Years and days are the only standard measurements of time that are “natural” rhythms of life (i.e. astronomical in origin). All others—months, weeks, hours, minutes, and seconds—are artifices, adopted for purposes of social coherence. So, it makes sense that they resonate more deeply and provide a more “organic” foundation for observance and commemoration. Still, We don’t normally count days (much less the other time periods) for an extended duration.
Just for illustration, 5000 days is about 13 ? years; 10,000 days is about 27 ? years; 20,000 days is about 54 3/4 years; and 30, 000 is just over 82. The oldest person alive currently (and the 4th longest recorded life ever), Lucille Randon of France, born on 11 February 1904, has seen 43,409 days.

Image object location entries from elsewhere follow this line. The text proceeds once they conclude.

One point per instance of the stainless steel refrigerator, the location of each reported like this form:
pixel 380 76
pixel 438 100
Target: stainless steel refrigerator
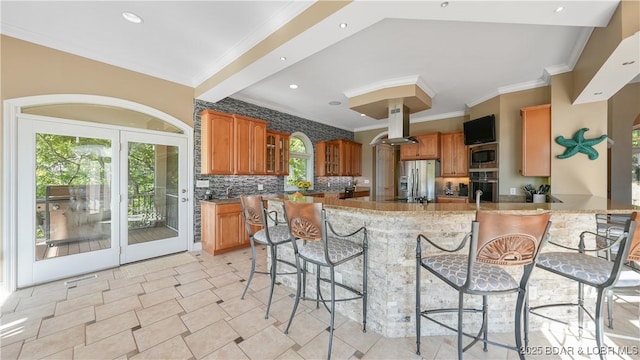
pixel 417 180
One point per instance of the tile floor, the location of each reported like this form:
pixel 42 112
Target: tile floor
pixel 187 306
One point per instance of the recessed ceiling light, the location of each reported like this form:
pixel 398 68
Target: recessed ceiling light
pixel 131 17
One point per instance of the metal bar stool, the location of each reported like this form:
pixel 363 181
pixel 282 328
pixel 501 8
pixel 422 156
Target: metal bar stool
pixel 586 269
pixel 497 241
pixel 321 245
pixel 257 219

According to the Bible, (Psalms 9:10) a full span of life is 70 years (~25,500 days). As I’ve noted earlier, health and demographics, particularly in the last 50,000 days (~ since 1870s), has lifted that target for most people on the planet. According to the Social Security Administration, I’ve got (on average) another 6,000 days or so
Days pass quickly enough and, almost as quickly, cycle into weeks and months. Every “older” person will tell you that time does seem to go by faster as one ages, but even in our youth these markers spin by, almost to no notice at all. Perhaps this phenomenon is related to the time dilation that Einstein posited in his theory of relativity; i./e., time slows down as we move faster.
Still, for newborns, counting by weeks seems OK for about half a year, then counting by months seems OK for 2-3 years. After we reach adulthood, for reasons of either boredom or fear of realization of age, we tend to shift to only paying attention to “big” birthdays, every five or ten years.
Whether days or years, round numbers tend to become occasions for celebration and reflection; both of which are good things, so I guess we shouldn’t pass up any convenient opportunity for either. I would invite you to bring over a cake, but I’m more of a pie guy.